Show that $\cot{142\frac{1}{2} ^\circ} = \sqrt2 + \sqrt3 - 2 - \sqrt6$.
What I have tried:
Let $\theta = 142\frac{1}{2}^\circ \text{ and } 2\theta = 285^\circ$.
$$\cos 285^\circ = \cos 75^\circ$$
$$\cos 75^\circ = \frac{\sqrt3 - 1}{2\sqrt2}$$
$$\cot \theta = \sqrt{\frac{1 + \cos 2\theta}{1 - \cos 2\theta}}$$
From here, pls help me proceed further. Thank you :)
Good start.
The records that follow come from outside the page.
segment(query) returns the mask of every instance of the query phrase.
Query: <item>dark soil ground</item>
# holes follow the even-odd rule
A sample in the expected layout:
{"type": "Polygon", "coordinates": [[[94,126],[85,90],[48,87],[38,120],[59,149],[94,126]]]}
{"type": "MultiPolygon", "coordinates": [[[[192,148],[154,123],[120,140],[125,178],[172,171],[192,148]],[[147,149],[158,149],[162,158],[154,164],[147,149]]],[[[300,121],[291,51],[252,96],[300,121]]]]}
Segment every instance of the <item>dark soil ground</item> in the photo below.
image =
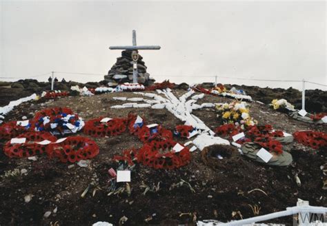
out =
{"type": "MultiPolygon", "coordinates": [[[[79,85],[80,87],[86,85],[88,88],[96,88],[101,84],[106,84],[102,81],[99,83],[87,83],[85,84],[74,81],[66,83],[58,82],[54,83],[54,90],[61,91],[69,91],[72,85],[79,85]]],[[[186,83],[184,85],[176,85],[176,87],[188,87],[186,83]]],[[[204,83],[203,86],[207,88],[213,87],[212,83],[204,83]]],[[[239,85],[236,84],[225,86],[229,90],[232,87],[241,89],[251,96],[254,100],[269,104],[275,99],[286,99],[288,102],[295,106],[297,109],[301,109],[301,92],[296,89],[289,88],[287,90],[281,88],[259,88],[258,86],[239,85]]],[[[15,101],[19,98],[31,95],[36,92],[40,94],[43,91],[50,90],[50,83],[39,82],[34,79],[19,80],[14,83],[6,83],[0,81],[0,106],[8,105],[10,101],[15,101]],[[11,86],[18,84],[21,88],[11,88],[11,86]]],[[[327,112],[327,92],[320,90],[306,90],[306,110],[308,112],[319,113],[327,112]]]]}
{"type": "MultiPolygon", "coordinates": [[[[2,90],[2,89],[1,89],[2,90]]],[[[185,91],[174,90],[177,96],[185,91]]],[[[84,120],[99,116],[126,116],[130,111],[146,119],[147,123],[157,123],[172,130],[181,123],[166,110],[112,109],[110,107],[123,103],[113,96],[139,97],[132,93],[114,93],[91,97],[70,96],[54,101],[39,101],[23,103],[10,112],[6,121],[19,120],[21,116],[32,118],[35,112],[46,107],[68,107],[84,120]]],[[[2,99],[2,97],[1,97],[2,99]]],[[[198,103],[224,103],[232,100],[206,95],[198,103]]],[[[212,129],[219,125],[212,109],[193,112],[212,129]]],[[[314,130],[326,132],[326,125],[313,125],[295,121],[286,114],[271,110],[266,105],[251,103],[250,114],[261,123],[270,123],[277,130],[288,133],[297,130],[314,130]]],[[[79,135],[86,136],[83,133],[79,135]]],[[[0,208],[1,225],[91,225],[97,221],[108,221],[118,225],[126,216],[126,225],[193,225],[194,220],[216,219],[226,222],[254,216],[251,209],[257,205],[259,215],[284,210],[296,205],[297,198],[309,201],[310,204],[326,206],[326,191],[322,189],[323,174],[320,166],[327,162],[326,150],[314,152],[295,143],[291,154],[293,163],[288,167],[270,167],[253,162],[238,155],[224,168],[206,164],[201,152],[192,152],[191,162],[178,170],[154,170],[137,165],[132,172],[131,194],[108,196],[110,167],[117,165],[112,161],[115,154],[132,147],[140,147],[141,142],[128,132],[110,138],[95,139],[100,147],[100,153],[92,159],[88,167],[77,164],[50,161],[42,156],[36,161],[27,159],[10,159],[0,152],[0,208]],[[5,176],[17,170],[28,170],[26,175],[5,176]],[[295,175],[297,174],[301,185],[298,186],[295,175]],[[176,187],[181,180],[188,181],[195,192],[187,185],[176,187]],[[101,189],[92,195],[94,189],[84,198],[81,194],[93,183],[101,189]],[[158,192],[143,193],[142,183],[149,185],[159,184],[158,192]],[[258,190],[264,191],[268,196],[258,190]],[[24,202],[24,196],[31,194],[30,202],[24,202]],[[53,210],[57,208],[56,213],[53,210]],[[44,213],[52,212],[46,218],[44,213]],[[232,216],[232,212],[240,214],[232,216]]],[[[184,143],[187,140],[179,139],[184,143]]],[[[5,141],[1,141],[3,145],[5,141]]],[[[0,146],[0,149],[2,147],[0,146]]],[[[126,186],[121,183],[120,186],[126,186]]],[[[292,225],[291,216],[272,220],[292,225]]]]}

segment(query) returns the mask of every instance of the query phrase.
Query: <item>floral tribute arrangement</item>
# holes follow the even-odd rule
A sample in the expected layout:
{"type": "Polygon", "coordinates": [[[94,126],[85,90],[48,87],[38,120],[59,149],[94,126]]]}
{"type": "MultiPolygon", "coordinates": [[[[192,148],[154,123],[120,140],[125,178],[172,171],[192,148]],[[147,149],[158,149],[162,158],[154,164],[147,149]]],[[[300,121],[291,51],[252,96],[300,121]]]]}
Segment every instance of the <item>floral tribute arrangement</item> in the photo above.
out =
{"type": "Polygon", "coordinates": [[[128,119],[130,132],[137,136],[143,145],[140,149],[124,150],[121,156],[114,156],[115,161],[129,165],[136,161],[155,169],[178,168],[190,162],[190,150],[173,141],[170,131],[155,125],[148,127],[143,119],[132,114],[128,115],[128,119]]]}
{"type": "Polygon", "coordinates": [[[295,110],[294,105],[291,105],[286,99],[274,99],[271,101],[270,106],[272,106],[275,110],[286,109],[292,112],[295,110]]]}
{"type": "Polygon", "coordinates": [[[176,125],[174,135],[177,136],[181,136],[184,138],[187,138],[190,136],[190,133],[191,133],[195,128],[192,125],[176,125]]]}
{"type": "Polygon", "coordinates": [[[225,124],[218,127],[215,132],[218,135],[229,136],[230,139],[232,139],[233,136],[244,132],[245,136],[237,140],[237,143],[255,142],[270,152],[274,152],[277,154],[283,153],[283,145],[274,138],[283,137],[284,133],[279,130],[273,130],[270,125],[249,125],[241,128],[239,125],[225,124]]]}
{"type": "Polygon", "coordinates": [[[75,163],[92,158],[99,154],[99,146],[87,137],[69,136],[61,140],[48,145],[47,154],[50,159],[57,158],[61,163],[75,163]]]}
{"type": "Polygon", "coordinates": [[[3,153],[10,158],[23,158],[34,156],[41,154],[46,152],[47,146],[40,144],[41,141],[44,140],[50,142],[54,142],[57,138],[50,133],[29,132],[22,134],[17,137],[17,138],[25,138],[23,143],[12,143],[12,141],[8,141],[4,147],[3,153]]]}
{"type": "Polygon", "coordinates": [[[322,118],[327,116],[327,113],[319,113],[315,114],[310,116],[310,118],[313,121],[319,121],[322,118]]]}
{"type": "Polygon", "coordinates": [[[35,131],[48,131],[57,135],[76,133],[83,128],[84,122],[70,108],[54,107],[37,112],[32,125],[35,131]]]}
{"type": "Polygon", "coordinates": [[[57,158],[61,163],[75,163],[82,159],[94,158],[99,154],[97,143],[86,137],[70,136],[57,140],[48,132],[30,132],[16,138],[24,139],[15,143],[8,141],[4,154],[10,158],[23,158],[46,153],[50,158],[57,158]]]}
{"type": "Polygon", "coordinates": [[[175,83],[170,83],[169,80],[165,80],[162,83],[155,83],[154,85],[147,87],[146,90],[152,91],[156,90],[164,90],[166,88],[172,89],[175,86],[175,83]]]}
{"type": "Polygon", "coordinates": [[[255,125],[257,124],[249,114],[248,105],[246,102],[233,101],[230,103],[217,104],[216,109],[218,111],[217,117],[221,116],[224,123],[232,123],[236,126],[255,125]]]}
{"type": "Polygon", "coordinates": [[[54,91],[48,91],[43,92],[41,94],[41,97],[44,97],[45,99],[54,99],[58,96],[68,96],[69,92],[61,92],[60,90],[54,90],[54,91]]]}
{"type": "Polygon", "coordinates": [[[297,131],[293,134],[294,138],[304,145],[315,150],[327,149],[327,134],[315,131],[297,131]]]}

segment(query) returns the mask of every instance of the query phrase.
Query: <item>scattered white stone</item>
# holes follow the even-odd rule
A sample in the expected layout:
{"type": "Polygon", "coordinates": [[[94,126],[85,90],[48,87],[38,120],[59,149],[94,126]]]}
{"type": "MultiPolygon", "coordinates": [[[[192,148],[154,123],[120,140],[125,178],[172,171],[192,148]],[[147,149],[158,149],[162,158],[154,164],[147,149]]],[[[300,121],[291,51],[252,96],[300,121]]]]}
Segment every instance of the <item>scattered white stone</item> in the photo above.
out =
{"type": "Polygon", "coordinates": [[[20,99],[18,99],[17,101],[10,101],[8,105],[0,107],[0,114],[6,115],[9,112],[12,110],[14,107],[18,106],[19,105],[20,105],[21,103],[23,102],[35,100],[37,99],[37,96],[36,94],[33,94],[29,96],[21,98],[20,99]]]}
{"type": "Polygon", "coordinates": [[[113,225],[106,221],[98,221],[92,225],[92,226],[113,226],[113,225]]]}
{"type": "Polygon", "coordinates": [[[114,97],[112,97],[112,99],[114,100],[117,100],[117,101],[126,101],[126,100],[127,100],[127,98],[126,98],[126,97],[119,97],[119,96],[114,96],[114,97]]]}
{"type": "Polygon", "coordinates": [[[130,101],[138,102],[138,101],[143,101],[143,99],[141,97],[133,97],[133,98],[128,98],[127,100],[130,101]]]}
{"type": "Polygon", "coordinates": [[[45,218],[48,218],[50,215],[51,215],[51,212],[50,211],[47,211],[46,213],[44,213],[43,217],[45,218]]]}
{"type": "Polygon", "coordinates": [[[25,196],[24,197],[24,201],[25,203],[28,203],[30,202],[30,201],[32,200],[32,195],[31,194],[28,194],[26,196],[25,196]]]}

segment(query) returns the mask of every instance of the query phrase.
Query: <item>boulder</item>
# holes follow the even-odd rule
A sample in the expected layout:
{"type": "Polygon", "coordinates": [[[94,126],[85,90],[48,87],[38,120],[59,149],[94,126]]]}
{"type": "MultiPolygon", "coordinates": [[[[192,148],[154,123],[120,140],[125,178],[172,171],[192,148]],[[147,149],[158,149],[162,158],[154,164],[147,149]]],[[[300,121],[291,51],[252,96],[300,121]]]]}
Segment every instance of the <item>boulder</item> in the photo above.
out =
{"type": "Polygon", "coordinates": [[[14,89],[23,89],[24,86],[19,83],[13,83],[11,84],[11,88],[14,89]]]}
{"type": "MultiPolygon", "coordinates": [[[[104,76],[104,79],[107,83],[132,83],[134,62],[132,60],[131,54],[131,50],[121,52],[121,56],[117,59],[116,63],[111,67],[108,75],[104,76]]],[[[142,59],[142,56],[139,56],[137,60],[137,71],[139,72],[137,81],[139,83],[148,85],[148,84],[152,84],[155,80],[148,82],[150,80],[150,74],[146,72],[147,67],[142,59]]]]}

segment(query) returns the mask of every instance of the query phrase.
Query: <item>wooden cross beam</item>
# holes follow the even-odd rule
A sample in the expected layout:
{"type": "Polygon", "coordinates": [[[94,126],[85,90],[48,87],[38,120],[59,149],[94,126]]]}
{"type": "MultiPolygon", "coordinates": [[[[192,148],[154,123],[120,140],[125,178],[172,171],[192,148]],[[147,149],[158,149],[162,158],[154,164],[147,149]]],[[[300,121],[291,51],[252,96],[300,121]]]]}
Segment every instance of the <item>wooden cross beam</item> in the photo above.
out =
{"type": "Polygon", "coordinates": [[[133,83],[137,83],[137,59],[138,59],[138,52],[139,50],[160,50],[161,47],[159,45],[137,45],[136,42],[136,31],[133,30],[132,31],[132,45],[123,45],[123,46],[110,46],[109,49],[110,50],[132,50],[132,59],[134,61],[133,65],[133,83]],[[137,56],[135,57],[135,56],[137,56]]]}

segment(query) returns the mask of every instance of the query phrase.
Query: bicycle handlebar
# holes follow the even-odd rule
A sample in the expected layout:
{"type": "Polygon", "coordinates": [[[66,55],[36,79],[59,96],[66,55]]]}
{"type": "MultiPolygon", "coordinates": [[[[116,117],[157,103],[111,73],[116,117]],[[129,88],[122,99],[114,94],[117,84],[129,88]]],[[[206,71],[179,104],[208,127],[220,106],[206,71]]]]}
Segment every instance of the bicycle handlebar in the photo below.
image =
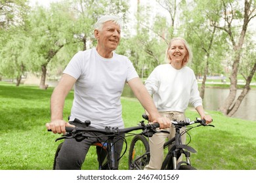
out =
{"type": "MultiPolygon", "coordinates": [[[[78,122],[80,124],[85,124],[87,127],[88,127],[91,122],[87,120],[85,121],[85,123],[83,123],[79,120],[75,118],[74,122],[78,122]]],[[[106,126],[105,129],[96,129],[96,128],[87,128],[86,127],[65,127],[65,129],[66,132],[70,133],[76,133],[76,132],[98,132],[101,133],[104,135],[114,135],[117,133],[126,133],[133,131],[138,130],[138,129],[144,129],[144,130],[154,130],[160,127],[160,124],[158,123],[151,123],[148,124],[144,124],[144,121],[140,122],[140,125],[127,127],[124,129],[119,129],[118,127],[111,127],[106,126]]],[[[51,129],[48,129],[48,131],[51,131],[51,129]]]]}

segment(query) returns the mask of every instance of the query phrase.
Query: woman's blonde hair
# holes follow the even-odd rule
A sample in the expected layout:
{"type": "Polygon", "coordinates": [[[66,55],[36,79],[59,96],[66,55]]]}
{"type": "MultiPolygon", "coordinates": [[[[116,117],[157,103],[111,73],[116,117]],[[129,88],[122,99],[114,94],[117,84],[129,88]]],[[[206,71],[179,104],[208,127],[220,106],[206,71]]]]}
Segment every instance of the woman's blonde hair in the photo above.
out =
{"type": "Polygon", "coordinates": [[[182,63],[181,64],[182,67],[183,67],[188,61],[192,60],[192,59],[193,58],[193,55],[192,55],[192,52],[191,51],[191,49],[190,49],[188,42],[186,42],[186,41],[185,39],[184,39],[182,37],[175,37],[175,38],[173,38],[172,39],[171,39],[170,42],[168,44],[168,48],[166,50],[166,52],[165,52],[165,61],[167,63],[171,63],[171,57],[169,56],[169,55],[168,54],[168,50],[171,48],[171,44],[173,43],[173,42],[174,41],[176,41],[176,40],[181,41],[184,43],[184,45],[185,46],[185,48],[186,48],[186,52],[187,52],[187,54],[184,58],[184,59],[182,60],[182,63]]]}

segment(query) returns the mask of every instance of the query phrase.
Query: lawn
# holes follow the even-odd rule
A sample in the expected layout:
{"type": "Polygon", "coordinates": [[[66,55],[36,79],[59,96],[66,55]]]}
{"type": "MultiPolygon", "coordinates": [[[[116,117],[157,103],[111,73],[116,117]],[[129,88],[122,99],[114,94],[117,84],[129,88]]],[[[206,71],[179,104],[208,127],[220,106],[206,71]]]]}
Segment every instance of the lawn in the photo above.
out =
{"type": "MultiPolygon", "coordinates": [[[[41,90],[37,87],[0,82],[0,170],[50,170],[60,135],[47,132],[45,127],[50,120],[50,97],[53,88],[41,90]]],[[[65,101],[64,116],[69,115],[73,92],[65,101]]],[[[121,98],[123,118],[126,127],[136,125],[142,120],[143,109],[132,98],[121,98]]],[[[193,165],[202,170],[256,169],[256,122],[228,118],[217,111],[207,111],[215,125],[190,131],[190,145],[198,153],[192,154],[193,165]]],[[[198,116],[192,108],[187,117],[198,116]]],[[[129,145],[131,138],[127,138],[129,145]]],[[[187,137],[189,139],[189,137],[187,137]]],[[[128,147],[129,148],[129,147],[128,147]]],[[[124,148],[125,149],[125,148],[124,148]]],[[[127,152],[119,168],[127,169],[127,152]]],[[[92,147],[83,167],[96,169],[95,148],[92,147]]]]}

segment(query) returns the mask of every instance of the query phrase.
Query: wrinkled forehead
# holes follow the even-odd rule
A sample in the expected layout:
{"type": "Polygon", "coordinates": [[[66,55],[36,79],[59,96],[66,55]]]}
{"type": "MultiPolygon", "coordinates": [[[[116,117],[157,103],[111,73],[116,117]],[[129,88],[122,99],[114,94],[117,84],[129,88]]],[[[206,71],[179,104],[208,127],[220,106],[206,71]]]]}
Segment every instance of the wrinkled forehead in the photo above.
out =
{"type": "Polygon", "coordinates": [[[186,48],[185,43],[184,42],[184,41],[182,40],[175,39],[175,40],[173,40],[170,42],[169,48],[171,48],[172,46],[184,46],[184,47],[186,48]]]}

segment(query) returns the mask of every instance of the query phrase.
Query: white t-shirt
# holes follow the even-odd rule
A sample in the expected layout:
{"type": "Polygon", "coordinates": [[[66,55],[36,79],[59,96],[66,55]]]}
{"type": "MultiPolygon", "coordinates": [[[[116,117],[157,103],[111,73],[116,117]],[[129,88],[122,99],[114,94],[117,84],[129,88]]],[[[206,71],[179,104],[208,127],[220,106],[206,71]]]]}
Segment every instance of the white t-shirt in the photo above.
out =
{"type": "Polygon", "coordinates": [[[184,66],[177,70],[171,64],[158,65],[145,82],[145,86],[158,111],[184,112],[190,103],[202,105],[198,82],[193,70],[184,66]]]}
{"type": "Polygon", "coordinates": [[[90,120],[95,127],[124,127],[121,95],[126,82],[139,77],[131,61],[113,52],[101,57],[96,48],[77,52],[63,73],[75,79],[70,120],[90,120]]]}

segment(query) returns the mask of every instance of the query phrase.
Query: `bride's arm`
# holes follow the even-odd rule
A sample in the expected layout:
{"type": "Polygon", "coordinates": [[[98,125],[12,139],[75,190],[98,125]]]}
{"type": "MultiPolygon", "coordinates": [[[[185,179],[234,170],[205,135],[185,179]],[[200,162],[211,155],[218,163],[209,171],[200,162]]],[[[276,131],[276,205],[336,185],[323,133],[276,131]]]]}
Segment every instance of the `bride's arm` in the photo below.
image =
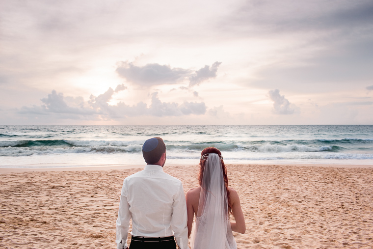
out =
{"type": "Polygon", "coordinates": [[[229,196],[232,203],[232,213],[236,220],[236,222],[231,222],[232,230],[235,232],[244,234],[246,231],[246,224],[245,218],[243,217],[243,214],[241,208],[240,197],[237,192],[232,188],[229,188],[229,196]]]}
You got $$\cot \theta= \sqrt{\frac{1+\frac{\sqrt3-1}{2\sqrt2}}{1-\frac{\sqrt3-1}{2\sqrt2}}}=\sqrt{\frac{2\sqrt2+\sqrt3-1}{2\sqrt2-(\sqrt3-1)}}\; .$$
To simplify, multiply numerator and denominator by $2\sqrt2+\sqrt3-1.$
Note that the denominator then becomes $8-(\sqrt3-1)^2=(\sqrt3+1)^2. $
Thus $$\cot \theta= -\frac{2\sqrt2+\sqrt3-1}{\sqrt3+1}.$$
Finally, note that $(\sqrt2+\sqrt3)(\sqrt2-1)(\sqrt3+1)=2\sqrt2+\sqrt3-1,$ so
$\cot \theta=-(\sqrt2+\sqrt3)(\sqrt2-1),$ as desired.
First render $\cot(142\frac{1}{2}°)=-\cot(37\frac{1}{2}°)$. Then for the latter angle put in:
$\cot x= \dfrac{2\cos^2 x}{2\sin x \cos x}=\dfrac{1+\cos 2x}{\sin2x}$
with $x=37\frac{1}{2}°$ so $2x=75°$. If you know the sine and cosine of the latter the rest is algebra.